Por exemplo. Quando eu digo “narrativa”, você pensa em quê? No perfume de cravo de Gabriela, nos olhos inquietos de Capitu, nas elucubrações de Quincas Borba ou na sagacidade de Mandrake? Nada disso, né? Quando digo “narrativa” você pensa é em bolsonarista brigando com lulista para emplacar a melhor versão de um fato, certo?
Então… nós não sabemos mais o que é “narrativa” porque não existe mais “narrativa” nas livrarias. Quando o mundo não tinha coronavírus, eu costumava visitar pelo menos duas livrarias uma vez por semana. Buscava um bom romance, talvez um livro de contos, uma antologia, quem sabe, ou então uma novela divertida.

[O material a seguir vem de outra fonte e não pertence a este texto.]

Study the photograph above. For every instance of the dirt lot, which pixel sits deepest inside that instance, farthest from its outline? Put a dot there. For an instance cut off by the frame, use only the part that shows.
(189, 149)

E o que encontrava? Livros de autoajuda. Monturos e monturos de livros de autoajuda ensinando como encontrar a iluminação, abrir o próprio negócio, pedir aumento pro chefe, perder peso, vencer na vida e filosofar sobre a morte da bezerra. Ou é isso ou é livro de ativista político que, no fundo, no fundo, bem lá no fundo, também é autoajuda. A dura luta das feministas albinas do Kafaristão só é descrita para motivá-lo, logo, é autoajuda também. Karl Marx era um Augusto Cury que conhecia economia, mas estou me desviando. Perdão. Acontece muito quando a gente não tem mais “narrativa” no país.
Ficcionista escreve porque precisa se livrar dos demônios interiores e a ficção é tipo um purgante. Editor, não. Editor tem de fazer dinheiro. E publicar livro de autoajuda é muito mais fácil e rápido do que sair em busca de um novo Jorge Amado, um novo Rubem Fonseca, um novo João Ubaldo, um novo Márcio Souza, um novo Campos de Carvalho, quiçá, um novo Machado de Assis. Sempre quis colocar “quiçá” num texto. Consegui.
O problema disso é que o país fica sem um “imaginário”, não possui uma “narrativa, não constrói uma “cultura”, não identifica sua própria “história”. E a literatura, querida leitora, é a base de tudo. Veja as novelas de TV, por exemplo. Dias Gomes leu muito José Cândido de Carvalho para criar seu “Bem-Amado”. Mas sem a literatura como inspiração, o que resta? A Regina Casé reclamando da vida. E a culpa nem é dela. A culpa é do “imaginário” brasileiro que ficou mais pobre que as domésticas que a Casé interpreta.
Morreu Rubem Fonseca. Morreu Garcia-Roza. Morreu Aldir Blanc. Morreu Sérgio Sant’Anna. Quem vai ficar no lugar deles? Algum filósofo da obviedade ou a mais recente sensação do YouTube? Romancista, eu já sei que não é.
Um país precisa ser imaginado, narrado, criado, inventado, construído, esculpido, literalizado e ficcionalizado. Não dá para entupir as livrarias de autoajuda e depois reclamar que o país só tem iletrado. É simples assim.